Il existe deux niveaux :

  • L’habilitation familiale générale : la personne habilitée peut accomplir l’ensemble des actes d’administration et de disposition concernant les biens et/ou la personne, sous réserve des dispositions spécifiques au logement.
  • L’habilitation familiale spéciale (ou limitée) : limitée à un ou plusieurs actes précisément listés par le juge dans son ordonnance (par exemple uniquement la gestion d’un compte bancaire ou la vente d’un bien déterminé).

L’habilitation familiale se demande au juge des contentieux de la protection (qui a remplacé l’ancien juge des tutelles) via le formulaire CERFA n°15891*03, disponible sur Service-Public.fr ou au greffe du tribunal judiciaire. Le dossier doit être accompagné d’un certificat médical circonstancié rédigé par un médecin inscrit sur la liste du procureur de la République.

Le notaire _ un allié clé dans la gestion des biens

La tutelle : la mesure la plus protectrice

La tutelle s’applique aux personnes qui ne peuvent plus exercer seules leurs droits et qui doivent être représentées de manière continue (article 440 du Code civil). Le tuteur représente la personne protégée dans les actes de la vie civile.

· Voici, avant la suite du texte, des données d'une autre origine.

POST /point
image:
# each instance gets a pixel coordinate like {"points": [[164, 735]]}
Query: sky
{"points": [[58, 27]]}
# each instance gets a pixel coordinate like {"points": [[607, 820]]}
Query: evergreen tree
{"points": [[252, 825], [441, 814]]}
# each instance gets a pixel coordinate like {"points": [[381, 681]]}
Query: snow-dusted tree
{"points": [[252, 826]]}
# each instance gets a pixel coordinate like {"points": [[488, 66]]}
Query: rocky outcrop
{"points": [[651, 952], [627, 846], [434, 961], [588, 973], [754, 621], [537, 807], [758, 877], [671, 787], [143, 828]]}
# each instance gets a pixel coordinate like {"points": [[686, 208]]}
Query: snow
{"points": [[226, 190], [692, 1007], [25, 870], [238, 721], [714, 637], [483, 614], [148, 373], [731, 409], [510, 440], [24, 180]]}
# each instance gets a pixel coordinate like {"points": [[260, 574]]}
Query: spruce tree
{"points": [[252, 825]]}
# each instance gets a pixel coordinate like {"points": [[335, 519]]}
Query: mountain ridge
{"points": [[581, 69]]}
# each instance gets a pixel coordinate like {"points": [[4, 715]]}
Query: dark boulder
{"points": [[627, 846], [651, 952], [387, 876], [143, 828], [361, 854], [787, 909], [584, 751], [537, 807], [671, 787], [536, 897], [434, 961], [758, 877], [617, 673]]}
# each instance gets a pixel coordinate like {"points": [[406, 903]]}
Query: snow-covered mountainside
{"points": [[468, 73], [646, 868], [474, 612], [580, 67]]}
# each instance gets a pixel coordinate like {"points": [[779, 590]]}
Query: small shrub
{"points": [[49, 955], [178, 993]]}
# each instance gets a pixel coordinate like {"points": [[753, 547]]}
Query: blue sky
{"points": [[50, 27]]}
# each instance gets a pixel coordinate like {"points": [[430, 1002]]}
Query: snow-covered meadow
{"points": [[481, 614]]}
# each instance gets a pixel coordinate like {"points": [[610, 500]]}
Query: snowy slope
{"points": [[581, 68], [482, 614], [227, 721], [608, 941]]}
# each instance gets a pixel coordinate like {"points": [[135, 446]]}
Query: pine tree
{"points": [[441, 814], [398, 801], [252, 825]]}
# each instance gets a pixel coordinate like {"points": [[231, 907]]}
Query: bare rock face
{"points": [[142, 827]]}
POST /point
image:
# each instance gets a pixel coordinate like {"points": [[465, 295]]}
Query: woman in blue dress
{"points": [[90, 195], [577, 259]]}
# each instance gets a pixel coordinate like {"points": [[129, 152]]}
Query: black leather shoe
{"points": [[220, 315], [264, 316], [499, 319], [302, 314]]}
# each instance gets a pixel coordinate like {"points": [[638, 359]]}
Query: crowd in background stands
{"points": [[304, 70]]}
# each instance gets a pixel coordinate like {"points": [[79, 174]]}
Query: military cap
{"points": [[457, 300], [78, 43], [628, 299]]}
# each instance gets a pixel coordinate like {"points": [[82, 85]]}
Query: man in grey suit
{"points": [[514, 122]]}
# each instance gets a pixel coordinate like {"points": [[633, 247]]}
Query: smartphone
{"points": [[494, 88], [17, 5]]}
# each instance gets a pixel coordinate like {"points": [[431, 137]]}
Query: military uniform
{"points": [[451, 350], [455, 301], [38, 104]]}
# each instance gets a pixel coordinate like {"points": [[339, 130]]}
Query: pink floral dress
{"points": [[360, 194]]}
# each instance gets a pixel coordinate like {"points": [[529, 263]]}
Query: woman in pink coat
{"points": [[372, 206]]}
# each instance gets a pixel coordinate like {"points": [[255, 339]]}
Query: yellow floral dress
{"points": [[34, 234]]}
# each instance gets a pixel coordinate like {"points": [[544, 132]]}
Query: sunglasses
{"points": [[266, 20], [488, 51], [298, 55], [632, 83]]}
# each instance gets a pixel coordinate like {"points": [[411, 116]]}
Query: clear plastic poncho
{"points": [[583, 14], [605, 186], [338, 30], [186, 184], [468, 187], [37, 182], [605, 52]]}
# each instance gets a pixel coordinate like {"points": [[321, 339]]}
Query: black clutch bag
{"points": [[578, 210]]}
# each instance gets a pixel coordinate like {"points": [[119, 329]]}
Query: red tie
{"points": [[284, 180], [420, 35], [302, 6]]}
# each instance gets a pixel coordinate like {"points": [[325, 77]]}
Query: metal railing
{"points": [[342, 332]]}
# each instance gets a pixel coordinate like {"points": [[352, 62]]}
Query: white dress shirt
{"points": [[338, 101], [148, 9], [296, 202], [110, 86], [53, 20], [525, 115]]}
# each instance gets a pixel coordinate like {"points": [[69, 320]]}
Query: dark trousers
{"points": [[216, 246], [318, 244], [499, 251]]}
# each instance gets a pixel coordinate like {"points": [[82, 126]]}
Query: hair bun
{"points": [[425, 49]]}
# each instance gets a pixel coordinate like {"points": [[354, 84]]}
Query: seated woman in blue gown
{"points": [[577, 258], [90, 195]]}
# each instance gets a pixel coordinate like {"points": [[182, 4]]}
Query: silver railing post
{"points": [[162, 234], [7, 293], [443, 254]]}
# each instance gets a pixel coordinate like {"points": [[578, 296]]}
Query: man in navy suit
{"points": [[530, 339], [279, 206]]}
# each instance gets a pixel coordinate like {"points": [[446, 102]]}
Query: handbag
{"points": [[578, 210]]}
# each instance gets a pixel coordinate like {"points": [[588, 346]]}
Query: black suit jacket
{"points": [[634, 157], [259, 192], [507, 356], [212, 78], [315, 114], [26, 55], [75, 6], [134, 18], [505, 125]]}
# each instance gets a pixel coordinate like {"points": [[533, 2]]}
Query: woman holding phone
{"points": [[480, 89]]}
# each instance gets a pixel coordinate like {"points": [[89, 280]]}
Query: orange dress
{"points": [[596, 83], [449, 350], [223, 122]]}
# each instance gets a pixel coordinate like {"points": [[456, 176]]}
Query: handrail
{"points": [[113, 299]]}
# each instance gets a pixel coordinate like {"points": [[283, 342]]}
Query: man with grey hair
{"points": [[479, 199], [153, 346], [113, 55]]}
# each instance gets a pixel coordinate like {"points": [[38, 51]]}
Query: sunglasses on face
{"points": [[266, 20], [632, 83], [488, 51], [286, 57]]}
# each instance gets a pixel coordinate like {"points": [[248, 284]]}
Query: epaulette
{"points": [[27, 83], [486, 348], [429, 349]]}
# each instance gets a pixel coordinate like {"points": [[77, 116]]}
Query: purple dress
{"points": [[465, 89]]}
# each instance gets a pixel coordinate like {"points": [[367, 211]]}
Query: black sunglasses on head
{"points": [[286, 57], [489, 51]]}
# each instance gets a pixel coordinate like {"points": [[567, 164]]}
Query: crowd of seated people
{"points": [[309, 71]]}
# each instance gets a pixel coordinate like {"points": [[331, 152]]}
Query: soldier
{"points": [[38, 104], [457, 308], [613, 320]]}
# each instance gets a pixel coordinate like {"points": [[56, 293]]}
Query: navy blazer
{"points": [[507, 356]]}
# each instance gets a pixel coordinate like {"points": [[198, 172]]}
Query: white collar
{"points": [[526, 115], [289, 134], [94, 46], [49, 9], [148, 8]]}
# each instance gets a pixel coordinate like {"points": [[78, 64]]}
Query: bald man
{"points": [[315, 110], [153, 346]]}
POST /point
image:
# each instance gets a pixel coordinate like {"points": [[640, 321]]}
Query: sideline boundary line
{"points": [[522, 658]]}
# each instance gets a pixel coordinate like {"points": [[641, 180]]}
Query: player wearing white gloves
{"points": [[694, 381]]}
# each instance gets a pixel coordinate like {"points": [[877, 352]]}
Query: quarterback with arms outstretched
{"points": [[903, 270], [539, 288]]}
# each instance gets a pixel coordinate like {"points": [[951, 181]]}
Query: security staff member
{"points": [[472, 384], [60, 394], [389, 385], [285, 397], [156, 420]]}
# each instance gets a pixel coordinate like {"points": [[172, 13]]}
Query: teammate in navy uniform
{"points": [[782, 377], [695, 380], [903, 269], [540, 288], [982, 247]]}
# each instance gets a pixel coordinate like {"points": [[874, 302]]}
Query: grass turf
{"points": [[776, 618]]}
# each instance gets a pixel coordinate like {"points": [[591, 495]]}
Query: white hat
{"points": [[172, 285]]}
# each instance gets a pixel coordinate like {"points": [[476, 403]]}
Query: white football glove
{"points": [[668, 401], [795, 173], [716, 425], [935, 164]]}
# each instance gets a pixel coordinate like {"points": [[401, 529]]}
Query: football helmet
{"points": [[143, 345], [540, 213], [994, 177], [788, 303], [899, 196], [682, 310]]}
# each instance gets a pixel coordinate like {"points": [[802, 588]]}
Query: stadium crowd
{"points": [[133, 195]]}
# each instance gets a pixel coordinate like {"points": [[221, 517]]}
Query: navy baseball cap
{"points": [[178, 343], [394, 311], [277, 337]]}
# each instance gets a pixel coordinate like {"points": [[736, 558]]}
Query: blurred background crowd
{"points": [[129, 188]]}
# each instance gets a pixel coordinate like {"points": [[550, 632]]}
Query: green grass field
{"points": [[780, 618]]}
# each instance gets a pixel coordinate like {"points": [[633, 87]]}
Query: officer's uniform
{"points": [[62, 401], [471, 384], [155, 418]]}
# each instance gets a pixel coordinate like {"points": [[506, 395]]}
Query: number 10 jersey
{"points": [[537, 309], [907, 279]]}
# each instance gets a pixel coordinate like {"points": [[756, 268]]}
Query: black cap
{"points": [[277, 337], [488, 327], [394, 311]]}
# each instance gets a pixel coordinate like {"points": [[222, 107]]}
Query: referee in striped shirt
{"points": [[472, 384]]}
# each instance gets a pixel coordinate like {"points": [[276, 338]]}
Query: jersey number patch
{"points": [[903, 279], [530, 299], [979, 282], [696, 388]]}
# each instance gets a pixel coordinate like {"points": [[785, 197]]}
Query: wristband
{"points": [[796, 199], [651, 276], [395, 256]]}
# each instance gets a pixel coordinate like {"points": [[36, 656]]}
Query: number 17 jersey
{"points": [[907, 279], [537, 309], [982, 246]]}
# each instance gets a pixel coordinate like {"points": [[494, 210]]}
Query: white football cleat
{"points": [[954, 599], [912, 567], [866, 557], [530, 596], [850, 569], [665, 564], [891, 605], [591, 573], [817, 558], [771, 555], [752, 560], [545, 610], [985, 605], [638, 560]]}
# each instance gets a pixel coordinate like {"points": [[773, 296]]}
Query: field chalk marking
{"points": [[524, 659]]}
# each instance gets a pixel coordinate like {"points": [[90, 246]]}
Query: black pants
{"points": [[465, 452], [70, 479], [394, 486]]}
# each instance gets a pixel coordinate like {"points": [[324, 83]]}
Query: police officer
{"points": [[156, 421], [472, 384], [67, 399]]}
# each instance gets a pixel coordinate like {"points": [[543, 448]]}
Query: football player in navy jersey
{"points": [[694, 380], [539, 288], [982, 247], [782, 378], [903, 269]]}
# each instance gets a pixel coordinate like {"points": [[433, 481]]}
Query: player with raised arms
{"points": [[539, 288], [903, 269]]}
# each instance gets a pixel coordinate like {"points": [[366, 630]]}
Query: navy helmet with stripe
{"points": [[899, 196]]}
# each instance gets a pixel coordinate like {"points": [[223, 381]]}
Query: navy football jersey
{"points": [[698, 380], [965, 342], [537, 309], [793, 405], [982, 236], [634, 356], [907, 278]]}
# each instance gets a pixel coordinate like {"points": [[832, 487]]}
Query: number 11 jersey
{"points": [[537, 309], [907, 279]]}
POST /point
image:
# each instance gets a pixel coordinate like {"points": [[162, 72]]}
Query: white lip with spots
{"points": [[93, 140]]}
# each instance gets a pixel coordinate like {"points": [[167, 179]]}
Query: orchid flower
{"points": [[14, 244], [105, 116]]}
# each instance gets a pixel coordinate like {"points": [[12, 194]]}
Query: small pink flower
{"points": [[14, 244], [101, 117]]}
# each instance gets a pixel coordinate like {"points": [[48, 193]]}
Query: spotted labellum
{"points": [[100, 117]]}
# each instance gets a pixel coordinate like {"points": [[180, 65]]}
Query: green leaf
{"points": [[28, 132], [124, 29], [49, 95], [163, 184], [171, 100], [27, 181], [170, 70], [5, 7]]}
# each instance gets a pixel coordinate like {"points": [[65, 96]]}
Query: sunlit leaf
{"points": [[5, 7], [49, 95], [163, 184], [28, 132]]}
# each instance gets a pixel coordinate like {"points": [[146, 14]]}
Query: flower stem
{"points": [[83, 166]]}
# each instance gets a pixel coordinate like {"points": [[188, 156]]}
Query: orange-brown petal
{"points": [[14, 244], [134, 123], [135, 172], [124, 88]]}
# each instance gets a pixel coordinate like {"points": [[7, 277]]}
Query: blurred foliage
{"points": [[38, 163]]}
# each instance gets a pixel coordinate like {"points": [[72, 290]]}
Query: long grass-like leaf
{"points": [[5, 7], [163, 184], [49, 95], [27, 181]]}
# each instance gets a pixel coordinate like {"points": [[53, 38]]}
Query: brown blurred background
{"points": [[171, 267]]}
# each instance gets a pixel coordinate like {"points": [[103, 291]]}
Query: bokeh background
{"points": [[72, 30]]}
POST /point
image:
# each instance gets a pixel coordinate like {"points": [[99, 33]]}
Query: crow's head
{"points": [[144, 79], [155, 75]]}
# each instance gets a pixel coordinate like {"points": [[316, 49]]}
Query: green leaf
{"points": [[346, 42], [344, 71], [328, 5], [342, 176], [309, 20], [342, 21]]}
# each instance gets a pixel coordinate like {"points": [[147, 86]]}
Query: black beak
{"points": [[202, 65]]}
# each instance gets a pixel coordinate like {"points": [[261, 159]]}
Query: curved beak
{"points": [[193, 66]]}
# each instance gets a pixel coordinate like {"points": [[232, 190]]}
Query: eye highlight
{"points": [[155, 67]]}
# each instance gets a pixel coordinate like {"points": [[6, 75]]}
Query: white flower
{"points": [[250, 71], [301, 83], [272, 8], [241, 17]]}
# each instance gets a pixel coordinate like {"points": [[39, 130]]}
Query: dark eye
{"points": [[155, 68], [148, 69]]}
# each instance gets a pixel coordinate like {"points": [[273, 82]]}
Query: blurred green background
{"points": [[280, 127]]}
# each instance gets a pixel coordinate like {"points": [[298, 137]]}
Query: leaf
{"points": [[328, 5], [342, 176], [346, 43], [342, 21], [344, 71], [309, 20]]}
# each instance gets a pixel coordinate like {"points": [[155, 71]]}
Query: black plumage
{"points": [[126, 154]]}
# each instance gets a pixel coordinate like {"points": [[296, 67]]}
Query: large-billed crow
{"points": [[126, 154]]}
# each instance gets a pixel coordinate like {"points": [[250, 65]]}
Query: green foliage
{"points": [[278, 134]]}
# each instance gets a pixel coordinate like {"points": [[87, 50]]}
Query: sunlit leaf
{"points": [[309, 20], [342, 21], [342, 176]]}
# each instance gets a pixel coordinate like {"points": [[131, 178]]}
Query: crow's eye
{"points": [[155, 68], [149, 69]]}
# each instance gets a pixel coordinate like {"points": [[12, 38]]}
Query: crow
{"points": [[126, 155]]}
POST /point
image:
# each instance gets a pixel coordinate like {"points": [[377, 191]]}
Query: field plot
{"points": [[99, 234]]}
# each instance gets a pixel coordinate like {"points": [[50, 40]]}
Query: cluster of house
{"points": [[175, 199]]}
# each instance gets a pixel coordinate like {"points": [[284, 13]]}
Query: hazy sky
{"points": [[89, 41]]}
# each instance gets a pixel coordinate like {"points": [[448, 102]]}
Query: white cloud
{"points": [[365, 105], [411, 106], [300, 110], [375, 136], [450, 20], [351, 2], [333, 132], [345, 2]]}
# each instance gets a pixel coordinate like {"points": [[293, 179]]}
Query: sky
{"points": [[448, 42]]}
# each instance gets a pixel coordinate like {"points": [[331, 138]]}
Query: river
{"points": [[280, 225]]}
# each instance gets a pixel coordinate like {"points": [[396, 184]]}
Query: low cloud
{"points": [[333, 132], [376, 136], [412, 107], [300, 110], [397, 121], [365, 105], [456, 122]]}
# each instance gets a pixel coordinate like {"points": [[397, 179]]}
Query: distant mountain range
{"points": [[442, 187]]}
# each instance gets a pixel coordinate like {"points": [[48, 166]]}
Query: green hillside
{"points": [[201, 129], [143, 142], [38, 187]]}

Pour le patrimoine immobilier, la tutelle implique un contrôle strict :

  • les actes d’administration courante (paiement des charges, perception des loyers) sont accomplis librement par le tuteur
  • les actes de disposition (vente, achat, donation, mise en hypothèque) nécessitent systématiquement l’autorisation préalable du juge des contentieux de la protection ou du conseil de famille s’il en existe un
  • le tuteur doit dresser un inventaire initial et établir chaque année un compte de gestion contrôlé par le greffe

La curatelle : la mesure d'assistance

La curatelle s’adresse aux personnes qui peuvent encore exprimer leur volonté mais ont besoin d’être conseillées ou contrôlées dans les actes importants (article 440 du Code civil). La personne protégée signe elle-même les actes, mais avec l’assistance du curateur pour les décisions majeures.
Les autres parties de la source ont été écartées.